Gorjeira no largo pescoço,

gris armadura guerreira:

meu avô branco.

Pé desnudo, torso pétreo,

os de meu negro;

pupilas de vidro antártico,

as de meu branco.

 

África de selvas úmidas

e de gordos e surdos gongos...

– Estou morrendo!

(Diz meu avô negro).

Charco de caimões,

verdes manhãs de cocos...

– Estou cansado!

(Diz meu avô branco).

Ó velas de amargo vento,

galeão ardendo em ouro...

– Estou morrendo!

(Diz meu avô negro).

Ó costas de colo virgem

iludidas com vidrilhos...!

– Estou cansado!

(Diz meu avô branco).

Ó puro sol cinzelado,

preso ao anel dos trópicos;

ó lua redonda e limpa

sobre o sonho dos monos!

 

Quantos barcos, quantos barcos!

Quantos negros, quantos negros!

Que longo fulgor de canas!

Que látego o do escravagista!

Pedra de pranto e de sangue,

veias e olhos entreabertos,

e madrugadas vazias,

e entardeceres de engenho,

e uma grande voz, forte voz,

despedaçando o silêncio.

Quantos barcos, quantos barcos,

quantos negros!

 

Sombras que só eu vejo,

me escoltam meus dois avôs.

 

Dom Federico grita comigo

e Taita Facundo se cala;

os dois sonham noite adentro

e vagueiam, vagueiam.

Eu os reúno,

  – Federico!

Facundo!
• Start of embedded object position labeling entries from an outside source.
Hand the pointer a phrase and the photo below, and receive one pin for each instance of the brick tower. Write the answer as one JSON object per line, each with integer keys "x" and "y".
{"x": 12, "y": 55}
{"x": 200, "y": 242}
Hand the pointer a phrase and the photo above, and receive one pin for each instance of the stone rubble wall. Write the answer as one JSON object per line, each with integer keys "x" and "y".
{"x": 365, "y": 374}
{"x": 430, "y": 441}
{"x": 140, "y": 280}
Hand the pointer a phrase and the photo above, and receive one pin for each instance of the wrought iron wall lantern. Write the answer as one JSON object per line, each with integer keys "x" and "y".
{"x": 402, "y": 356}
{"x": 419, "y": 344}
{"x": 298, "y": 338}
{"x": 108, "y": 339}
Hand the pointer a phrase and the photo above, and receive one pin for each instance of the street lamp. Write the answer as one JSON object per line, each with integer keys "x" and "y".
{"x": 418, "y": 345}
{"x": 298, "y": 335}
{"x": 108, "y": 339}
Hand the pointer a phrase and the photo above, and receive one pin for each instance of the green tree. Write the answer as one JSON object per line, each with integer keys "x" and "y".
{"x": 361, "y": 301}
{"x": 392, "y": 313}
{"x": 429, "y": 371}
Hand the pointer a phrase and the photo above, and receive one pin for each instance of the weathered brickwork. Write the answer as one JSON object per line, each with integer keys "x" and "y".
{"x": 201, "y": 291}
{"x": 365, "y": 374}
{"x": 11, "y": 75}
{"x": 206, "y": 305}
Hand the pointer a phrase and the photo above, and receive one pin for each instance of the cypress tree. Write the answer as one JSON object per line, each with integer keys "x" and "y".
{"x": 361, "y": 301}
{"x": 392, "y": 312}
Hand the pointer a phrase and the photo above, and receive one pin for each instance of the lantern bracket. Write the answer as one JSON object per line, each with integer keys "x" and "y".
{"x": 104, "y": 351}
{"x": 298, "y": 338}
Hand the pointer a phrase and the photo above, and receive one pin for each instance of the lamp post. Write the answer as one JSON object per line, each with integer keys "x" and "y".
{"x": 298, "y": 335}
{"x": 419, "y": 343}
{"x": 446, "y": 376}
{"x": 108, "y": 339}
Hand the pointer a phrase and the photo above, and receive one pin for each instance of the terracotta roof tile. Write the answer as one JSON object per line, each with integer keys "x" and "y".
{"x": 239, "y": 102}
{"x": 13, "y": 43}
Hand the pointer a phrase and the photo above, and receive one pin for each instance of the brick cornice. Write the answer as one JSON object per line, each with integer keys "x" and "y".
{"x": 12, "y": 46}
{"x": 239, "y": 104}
Os dois se abraçam.

Os dois suspiram. Os dois

erguem seus crânios robustos;

os dois do mesmo tamanho,

sob as altas estrelas;

os dois do mesmo tamanho,

ânsia negra e ânsia branca;

os dois do mesmo tamanho,

gritam, sonham, choram, cantam.

Sonham, choram, cantam.

Choram, cantam.

Cantam!

 

Referência:

 

GUILLÉN, Nicolás. Balada de los dos abuelos. In: __________. Man-making words. Selected poems of Nicolás Guillén translated, annotated, with an introduction by Robert Márquez and David Arthur McMurray. A bilingual edition: Spanish x English. La Habana, CU: Editorial de Arte y Literatura, 1973. p. 66, 68 y 70.